When you talk about market performance you are also taking about portfolio balance. Now I have run Firecalc with 30 yr scenarios and have noticed that on some, my portfolio balance would have shrunk considerably, (say 12 to 15 years into retirement) only to later pull out with a new bull market advance. Now you know that bull happened in Firecalc but when you start with 1 mil. and take 40K per year adjusted for inflation, then 12 years later you have 475K left and your WD is now 56K. That's over 10% of your portfolio balance and if a new bull does not come soon you are going to run out of money in a few years.

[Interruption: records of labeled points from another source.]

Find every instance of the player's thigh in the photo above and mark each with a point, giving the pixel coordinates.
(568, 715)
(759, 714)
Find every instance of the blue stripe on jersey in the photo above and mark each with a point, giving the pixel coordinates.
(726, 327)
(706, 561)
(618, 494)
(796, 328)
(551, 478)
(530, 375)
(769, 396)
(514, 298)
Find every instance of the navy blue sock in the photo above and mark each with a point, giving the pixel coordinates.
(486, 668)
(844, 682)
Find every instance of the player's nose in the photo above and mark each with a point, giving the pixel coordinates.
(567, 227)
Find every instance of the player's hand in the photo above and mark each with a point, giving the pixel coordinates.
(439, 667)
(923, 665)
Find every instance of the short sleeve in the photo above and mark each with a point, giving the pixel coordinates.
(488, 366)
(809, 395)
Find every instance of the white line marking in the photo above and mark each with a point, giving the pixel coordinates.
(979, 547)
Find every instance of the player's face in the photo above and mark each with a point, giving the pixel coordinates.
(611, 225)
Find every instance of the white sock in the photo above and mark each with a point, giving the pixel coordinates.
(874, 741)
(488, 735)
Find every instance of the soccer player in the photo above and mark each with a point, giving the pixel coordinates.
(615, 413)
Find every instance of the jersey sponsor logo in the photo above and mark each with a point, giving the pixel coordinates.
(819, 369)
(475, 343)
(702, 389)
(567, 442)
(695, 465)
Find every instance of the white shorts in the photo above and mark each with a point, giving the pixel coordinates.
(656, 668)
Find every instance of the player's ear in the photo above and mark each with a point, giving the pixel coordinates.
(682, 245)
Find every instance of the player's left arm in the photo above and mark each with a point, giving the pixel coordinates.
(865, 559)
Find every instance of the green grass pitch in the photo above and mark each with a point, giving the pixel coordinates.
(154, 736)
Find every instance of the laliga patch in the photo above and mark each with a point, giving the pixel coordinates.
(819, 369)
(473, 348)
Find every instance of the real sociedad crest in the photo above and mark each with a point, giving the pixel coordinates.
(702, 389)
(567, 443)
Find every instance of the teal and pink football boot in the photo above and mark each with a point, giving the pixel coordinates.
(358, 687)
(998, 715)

Now faced with that situation do you continue to take your 56K adjusted for inflation or do you cut back. Not as simple as you may think when you don't know the future for sure as you do in Firecalc's back testing. I think I would be very nervous but would have cut back along the way. Fear does strange things to well laid plans.
 
Bikerdude said:
When you talk about market performance you are also taking about portfolio balance. Now I have run Firecalc with 30 yr scenarios and have noticed that on some, my portfolio balance would have shrunk considerably, (say 12 to 15 years into retirement) only to later pull out with a new bull market advance. Now you know that bull happened in Firecalc but when you start with 1 mil. and take 40K per year adjusted for inflation, then 12 years later you have 475K left and your WD is now 56K. That's over 10% of your portfolio balance and if a new bull does not come soon you are going to run out of money in a few years.

Now faced with that situation do you continue to take your 56K adjusted for inflation or do you cut back. Not as simple as you may think when you don't know the future for sure as you do in Firecalc's back testing. I think I would be very nervous but would have cut back along the way. Fear does strange things to well laid plans.

That scenario scares me too. I think most of us will cut way back if our portfolio takes a serious drubbing. That is why we need a fair amount of downward wiggle room in our SWR. It is kind of the reverse application of the "start fresh" approach we are currently discussing over in the good returns thread. Yeah, the original projection accounted for the possibility of something like this happening. But back on the Board, the gurus are telling new people getting ready to ER that they would be flaming mad to retire on $500K with a $50K SWR. Why doesn't that thinking apply to me?
 
audreyh1 said:
I never liked the idea of an initial fixed SWR% plus inflation. I prefer taking a fixed % of the portfolio each year. So, if the portfolio shrinks for a couple of years, then there is simply less money to live off of those years. Hopefully I'll have kept some of the excess from a "good" year to help cushion the "bad".

So do you indulge yourself the luxury of Bob's 95% rule?
 
Rich_in_Tampa said:
So do you indulge yourself the luxury of Bob's 95% rule?
My approach is more to not spend all the larger withdrawals in the good years - building up the excess instead to help feather the bad years. But in the bad years keep to that fixed percent withdrawal even though it might mean a significant cut in annual income.

But Bob's 95% rule seems like a good way to do it too.